By 苏剑林 | May 24, 2015
Finally, I can catch a breath~~ Friends who follow Scientific Space may have noticed that updates have been quite slow during this period. This all started from this year's winter break... At the end of January, due to various reasons and combined with my own interests, I looked for an internship. The job was Python programming. The recruitment was posted on the South China University of Technology forum; it was written very concisely, and I also submitted my resume quite concisely. Unexpectedly, I received a reply and was hired. I started working in February, and after joining, I realized that the company was a relatively well-known domestic e-commerce enterprise. My main job was data mining... Although I had a little experience with Python, I was basically a novice at data mining, so I could only learn while working, frantically making up for data mining knowledge. During this process, I learned many things about data mining. You should know that before this, I didn't know what a "feature" was, or what "logistic regression" or "SVM" meant... I was completely ignorant back then.
The new semester arrived quickly. Since there are fewer courses this semester, I have been able to maintain the state of attending classes while interning, which is still ongoing. after school started, I thought about whether the data mining knowledge I learned at work could play a role in my coursework. Consequently, I successively participated in several competitions or projects related to data mining, including: the "Liangjian Cup" of the School of Physics and Optoelectronics, a scientific research project of the School of Mathematical Sciences (Employment Demand Analysis based on Data Mining), research data analysis for the School of Information Technology in Education, and the "Teddy Cup" National Data Mining Challenge (I participated in this one last year too, but only received a consolation prize). These four projects, plus work, plus my regular courses, came wave after wave, making this semester exceptionally fulfilling. I have also benefited greatly from them. Today is the day to submit the paper for the Teddy Cup. When I uploaded the paper and clicked "Submit," the voice "Finally, I can catch a breath" surged in my mind.
Of course, where there is effort, there is reward. Throughout the process, I feel that I have gained immensely. On one hand, through this process (work + competitions + projects), my ability to process data with Python has greatly improved, and my understanding of Python has deepened significantly. On the other hand, what struck me most was that in two data mining competitions, I learned about an algorithm called "Deep Learning" (related to multiple neural networks) and cutting-edge data mining technologies like "Autoencoders." In fact, when I was learning algorithms like logistic regression and SVM, I was very confused: why are there so many algorithms? Why is there no universal and effective algorithm? Why do these algorithms work? I wasn't clear on these questions at first. It wasn't until I encountered neural networks and deep learning that I basically found a satisfying answer. Neural networks (deep learning is neural networks in a broad sense) are the kind of universal and effective algorithm I was looking for; their principle is to use multiple composite functions for fitting. If I have the chance, I will share my experience with neural networks in another article.
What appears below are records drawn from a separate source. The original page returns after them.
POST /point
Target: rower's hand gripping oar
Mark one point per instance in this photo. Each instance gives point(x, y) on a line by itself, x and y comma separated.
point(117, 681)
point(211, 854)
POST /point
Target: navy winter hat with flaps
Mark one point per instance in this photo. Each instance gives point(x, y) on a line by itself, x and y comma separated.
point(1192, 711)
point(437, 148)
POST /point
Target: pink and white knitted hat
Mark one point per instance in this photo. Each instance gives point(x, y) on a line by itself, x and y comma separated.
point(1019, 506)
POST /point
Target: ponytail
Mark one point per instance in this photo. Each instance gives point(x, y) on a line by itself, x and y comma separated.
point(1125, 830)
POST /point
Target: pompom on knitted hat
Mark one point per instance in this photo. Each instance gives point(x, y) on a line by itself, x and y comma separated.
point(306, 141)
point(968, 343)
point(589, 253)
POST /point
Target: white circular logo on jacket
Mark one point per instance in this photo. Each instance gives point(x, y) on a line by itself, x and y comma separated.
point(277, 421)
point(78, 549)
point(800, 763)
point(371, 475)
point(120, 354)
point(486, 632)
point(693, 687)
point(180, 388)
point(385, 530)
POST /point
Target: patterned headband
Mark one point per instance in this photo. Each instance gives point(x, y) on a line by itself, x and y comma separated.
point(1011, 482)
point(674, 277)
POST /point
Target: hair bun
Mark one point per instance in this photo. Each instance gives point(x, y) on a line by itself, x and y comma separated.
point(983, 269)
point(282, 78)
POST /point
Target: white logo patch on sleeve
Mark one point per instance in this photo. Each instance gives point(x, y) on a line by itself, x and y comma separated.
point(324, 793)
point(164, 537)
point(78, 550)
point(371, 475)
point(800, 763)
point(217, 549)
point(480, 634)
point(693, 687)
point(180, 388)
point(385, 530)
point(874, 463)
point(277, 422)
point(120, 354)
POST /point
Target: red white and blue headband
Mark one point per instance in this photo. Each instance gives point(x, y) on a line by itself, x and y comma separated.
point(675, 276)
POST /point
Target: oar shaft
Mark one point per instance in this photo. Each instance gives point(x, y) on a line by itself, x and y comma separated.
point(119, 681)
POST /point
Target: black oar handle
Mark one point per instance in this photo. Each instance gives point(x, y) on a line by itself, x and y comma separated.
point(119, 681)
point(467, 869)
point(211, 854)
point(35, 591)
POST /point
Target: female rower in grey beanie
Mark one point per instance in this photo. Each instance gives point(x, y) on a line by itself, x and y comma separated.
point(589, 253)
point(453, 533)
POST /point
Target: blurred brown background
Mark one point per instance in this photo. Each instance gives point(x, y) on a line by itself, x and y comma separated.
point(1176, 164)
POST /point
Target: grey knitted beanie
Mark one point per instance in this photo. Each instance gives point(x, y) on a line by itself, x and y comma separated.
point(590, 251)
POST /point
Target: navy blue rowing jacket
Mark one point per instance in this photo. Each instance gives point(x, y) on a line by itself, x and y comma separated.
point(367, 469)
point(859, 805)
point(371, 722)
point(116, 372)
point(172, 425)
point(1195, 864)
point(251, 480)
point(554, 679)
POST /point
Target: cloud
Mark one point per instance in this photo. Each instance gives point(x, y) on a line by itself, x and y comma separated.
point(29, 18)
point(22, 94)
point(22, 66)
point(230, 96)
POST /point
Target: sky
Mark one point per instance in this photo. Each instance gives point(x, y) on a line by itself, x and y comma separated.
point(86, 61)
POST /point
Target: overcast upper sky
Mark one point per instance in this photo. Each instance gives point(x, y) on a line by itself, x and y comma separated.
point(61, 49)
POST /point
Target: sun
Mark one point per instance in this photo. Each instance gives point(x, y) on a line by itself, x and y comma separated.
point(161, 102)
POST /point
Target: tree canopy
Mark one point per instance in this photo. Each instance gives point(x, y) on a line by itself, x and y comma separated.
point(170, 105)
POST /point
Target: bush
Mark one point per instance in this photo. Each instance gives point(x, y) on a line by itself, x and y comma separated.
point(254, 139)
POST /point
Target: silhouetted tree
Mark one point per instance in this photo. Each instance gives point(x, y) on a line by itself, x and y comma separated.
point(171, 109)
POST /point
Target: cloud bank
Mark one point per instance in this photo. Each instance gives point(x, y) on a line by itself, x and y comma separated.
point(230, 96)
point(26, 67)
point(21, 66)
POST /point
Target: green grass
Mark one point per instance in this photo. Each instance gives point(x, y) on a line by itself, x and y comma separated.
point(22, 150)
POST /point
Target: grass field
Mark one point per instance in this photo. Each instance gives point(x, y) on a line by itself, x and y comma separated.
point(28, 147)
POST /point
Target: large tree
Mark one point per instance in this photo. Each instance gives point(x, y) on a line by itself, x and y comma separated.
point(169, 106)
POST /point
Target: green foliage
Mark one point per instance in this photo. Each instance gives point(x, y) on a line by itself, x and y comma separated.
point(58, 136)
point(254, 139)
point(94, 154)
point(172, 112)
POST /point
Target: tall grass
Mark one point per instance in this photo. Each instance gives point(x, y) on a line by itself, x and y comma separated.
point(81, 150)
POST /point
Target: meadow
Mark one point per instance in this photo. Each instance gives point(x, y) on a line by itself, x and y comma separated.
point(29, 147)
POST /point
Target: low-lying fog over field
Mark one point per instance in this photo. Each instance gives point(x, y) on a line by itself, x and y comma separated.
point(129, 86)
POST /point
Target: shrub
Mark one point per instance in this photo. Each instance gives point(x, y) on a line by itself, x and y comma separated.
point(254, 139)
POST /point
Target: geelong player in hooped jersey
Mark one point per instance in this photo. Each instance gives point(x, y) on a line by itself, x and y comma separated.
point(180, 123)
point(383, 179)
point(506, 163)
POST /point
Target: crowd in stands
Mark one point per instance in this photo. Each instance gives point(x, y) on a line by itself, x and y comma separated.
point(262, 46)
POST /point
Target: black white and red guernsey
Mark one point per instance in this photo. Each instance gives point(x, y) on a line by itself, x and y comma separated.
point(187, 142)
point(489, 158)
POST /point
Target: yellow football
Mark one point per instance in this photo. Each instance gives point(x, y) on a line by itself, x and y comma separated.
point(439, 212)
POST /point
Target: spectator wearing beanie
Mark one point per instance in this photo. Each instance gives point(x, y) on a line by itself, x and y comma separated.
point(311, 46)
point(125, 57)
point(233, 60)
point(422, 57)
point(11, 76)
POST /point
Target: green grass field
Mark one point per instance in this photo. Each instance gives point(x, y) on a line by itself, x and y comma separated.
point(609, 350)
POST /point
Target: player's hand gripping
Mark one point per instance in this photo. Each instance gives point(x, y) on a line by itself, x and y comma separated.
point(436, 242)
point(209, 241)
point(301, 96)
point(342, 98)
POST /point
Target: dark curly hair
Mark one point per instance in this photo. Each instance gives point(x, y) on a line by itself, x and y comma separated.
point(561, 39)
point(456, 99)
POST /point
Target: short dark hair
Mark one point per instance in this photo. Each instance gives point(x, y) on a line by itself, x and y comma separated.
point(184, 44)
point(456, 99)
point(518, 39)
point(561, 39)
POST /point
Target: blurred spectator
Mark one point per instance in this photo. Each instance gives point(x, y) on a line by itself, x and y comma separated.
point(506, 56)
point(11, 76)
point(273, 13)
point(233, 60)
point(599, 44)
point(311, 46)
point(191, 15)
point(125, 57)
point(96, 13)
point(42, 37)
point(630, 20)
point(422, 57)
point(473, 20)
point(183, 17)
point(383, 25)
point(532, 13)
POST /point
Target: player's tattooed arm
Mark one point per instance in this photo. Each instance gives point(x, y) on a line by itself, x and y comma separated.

Here, I am willing to spend a bit more space talking about deep learning because it is truly worth understanding, even if it's just a conceptual understanding. It is said that this is currently the algorithm closest to artificial intelligence (without exception). The reason it is called universal is simple: it originally simulates the human thinking process (problems are proposed by people, and people can think; if an algorithm can simulate humans, then the algorithm itself must be very powerful). A very important characteristic of human thinking is abstraction. You might not have noticed that the process of "abstraction" is actually a process of information loss; it’s just that the lost information is what we consider unimportant. For example, if we study basketball, volleyball, football, etc., we can abstract some of their overall information, such as they are all spheres, they are all sports tools, etc. This abstraction process allows us to recognize the commonalities of things while reducing the workload of the brain and improving processing efficiency. For computers, deep learning algorithms achieve exactly this process! Through multiple neural networks, they construct autoencoders to simulate the human "abstraction" process! (Of course, in such a short space, readers only need to understand this concept.)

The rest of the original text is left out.